The return of millions of Afghans from Pakistan and Iran pushes Afghanistan to the brink, UN warns

GENEVA (AP) — Afghanistan faces an unprecedented humanitarian crisis as millions of expelled migrants return from neighboring countries, creating what the UN refugee agency describes as a situation pushing the nation to the brink. According to UNHCR’s Afghanistan representative Arafat Jamal, approximately 5.4 million individuals have returned to Afghanistan since October 2023, primarily from Pakistan and Iran.

The massive influx represents approximately 12% of Afghanistan’s total population and has placed severe strain on a country already grappling with economic collapse, drought, earthquakes, and widespread human rights concerns. Jamal characterized the returns as occurring at “an unprecedented scale and speed” during a UN briefing conducted via video link from Kabul.

The crisis emerged following coordinated crackdowns on undocumented migrants by both Pakistan and Iran beginning in October 2023. Pakistan initiated a sweeping deportation campaign that encouraged voluntary departure but included arrests and forced removals. Iran implemented similar measures around the same period.

Among those returning are individuals who had established entire lives in host countries, including some born in Pakistan decades earlier who built businesses and raised families there. Last year alone witnessed 2.9 million returns—the largest number ever documented to any single country according to UNHCR records.

Afghanistan’s Taliban leadership has condemned the mass expulsions while attempting to provide minimal support through care packages containing food aid, cash assistance, SIM cards, and transportation to potential family locations. However, these measures prove insufficient given the nation’s preexisting vulnerabilities.

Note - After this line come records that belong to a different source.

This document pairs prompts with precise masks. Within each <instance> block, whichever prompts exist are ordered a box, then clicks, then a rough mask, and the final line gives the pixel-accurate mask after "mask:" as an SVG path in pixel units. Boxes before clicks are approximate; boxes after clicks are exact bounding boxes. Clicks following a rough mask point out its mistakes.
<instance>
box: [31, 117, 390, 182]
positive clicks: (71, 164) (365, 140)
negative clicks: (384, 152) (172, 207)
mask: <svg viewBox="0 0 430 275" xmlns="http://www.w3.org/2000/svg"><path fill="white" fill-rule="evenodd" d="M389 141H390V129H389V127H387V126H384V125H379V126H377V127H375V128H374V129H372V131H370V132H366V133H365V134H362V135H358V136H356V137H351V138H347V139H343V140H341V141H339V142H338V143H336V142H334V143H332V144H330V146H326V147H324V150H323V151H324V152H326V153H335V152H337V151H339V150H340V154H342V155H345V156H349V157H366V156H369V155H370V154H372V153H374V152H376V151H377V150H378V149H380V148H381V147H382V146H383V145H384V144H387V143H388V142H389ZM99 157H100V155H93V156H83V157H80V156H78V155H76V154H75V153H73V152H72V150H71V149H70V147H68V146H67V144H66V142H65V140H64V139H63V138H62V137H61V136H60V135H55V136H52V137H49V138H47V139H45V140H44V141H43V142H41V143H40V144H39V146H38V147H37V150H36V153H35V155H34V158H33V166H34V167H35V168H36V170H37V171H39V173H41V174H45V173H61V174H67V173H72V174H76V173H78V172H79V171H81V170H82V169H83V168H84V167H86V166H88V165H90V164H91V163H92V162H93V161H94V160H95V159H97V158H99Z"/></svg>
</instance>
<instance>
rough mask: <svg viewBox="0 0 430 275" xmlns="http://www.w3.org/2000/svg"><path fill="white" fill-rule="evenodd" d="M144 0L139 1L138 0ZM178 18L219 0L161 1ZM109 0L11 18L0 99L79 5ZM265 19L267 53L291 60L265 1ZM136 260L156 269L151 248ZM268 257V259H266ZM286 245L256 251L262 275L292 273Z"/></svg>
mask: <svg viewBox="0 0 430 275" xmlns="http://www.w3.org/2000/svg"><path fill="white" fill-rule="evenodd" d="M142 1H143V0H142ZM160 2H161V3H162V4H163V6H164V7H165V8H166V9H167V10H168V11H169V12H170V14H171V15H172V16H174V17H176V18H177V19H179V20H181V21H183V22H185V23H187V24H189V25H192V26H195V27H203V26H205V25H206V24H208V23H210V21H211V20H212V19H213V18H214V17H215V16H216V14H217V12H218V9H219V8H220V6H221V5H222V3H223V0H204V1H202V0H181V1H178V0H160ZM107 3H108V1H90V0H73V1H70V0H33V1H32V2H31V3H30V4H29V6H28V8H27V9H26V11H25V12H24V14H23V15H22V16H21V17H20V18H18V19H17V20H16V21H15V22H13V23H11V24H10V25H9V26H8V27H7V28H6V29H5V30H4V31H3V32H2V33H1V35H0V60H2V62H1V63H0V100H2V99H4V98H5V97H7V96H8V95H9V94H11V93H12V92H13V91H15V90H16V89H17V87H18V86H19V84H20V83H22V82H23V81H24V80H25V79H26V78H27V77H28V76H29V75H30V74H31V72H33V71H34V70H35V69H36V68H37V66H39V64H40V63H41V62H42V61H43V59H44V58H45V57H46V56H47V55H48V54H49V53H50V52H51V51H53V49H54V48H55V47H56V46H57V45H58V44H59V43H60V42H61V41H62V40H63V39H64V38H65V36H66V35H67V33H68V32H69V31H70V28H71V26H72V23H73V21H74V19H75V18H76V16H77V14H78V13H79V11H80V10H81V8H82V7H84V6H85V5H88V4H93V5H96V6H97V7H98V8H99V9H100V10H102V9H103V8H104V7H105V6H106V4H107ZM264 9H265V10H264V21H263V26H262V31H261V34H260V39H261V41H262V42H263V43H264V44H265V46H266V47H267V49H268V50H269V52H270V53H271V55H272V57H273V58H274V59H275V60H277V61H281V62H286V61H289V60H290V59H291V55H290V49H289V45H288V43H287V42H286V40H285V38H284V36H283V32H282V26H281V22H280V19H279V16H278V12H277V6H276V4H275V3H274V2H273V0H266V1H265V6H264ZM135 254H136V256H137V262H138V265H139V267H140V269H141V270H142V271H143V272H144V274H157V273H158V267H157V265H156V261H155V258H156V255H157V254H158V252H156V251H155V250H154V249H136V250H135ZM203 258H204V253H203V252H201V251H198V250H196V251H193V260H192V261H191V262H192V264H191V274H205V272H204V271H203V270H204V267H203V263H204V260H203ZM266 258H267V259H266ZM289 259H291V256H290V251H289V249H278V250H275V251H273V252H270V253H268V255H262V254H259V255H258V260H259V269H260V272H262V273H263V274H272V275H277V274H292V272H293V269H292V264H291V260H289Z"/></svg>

A November assessment by the UN Development Program revealed alarming coping strategies among families in high-return areas, with nine out of ten households resorting to skipping meals, accumulating debt, or selling possessions to survive. Jamal expressed deep concern about the sustainability of these returns, noting that while only 5% of returnees plan to leave Afghanistan again, over 10% know someone who has already departed—a trend driven not by lack of desire to remain but by inability to rebuild viable lives.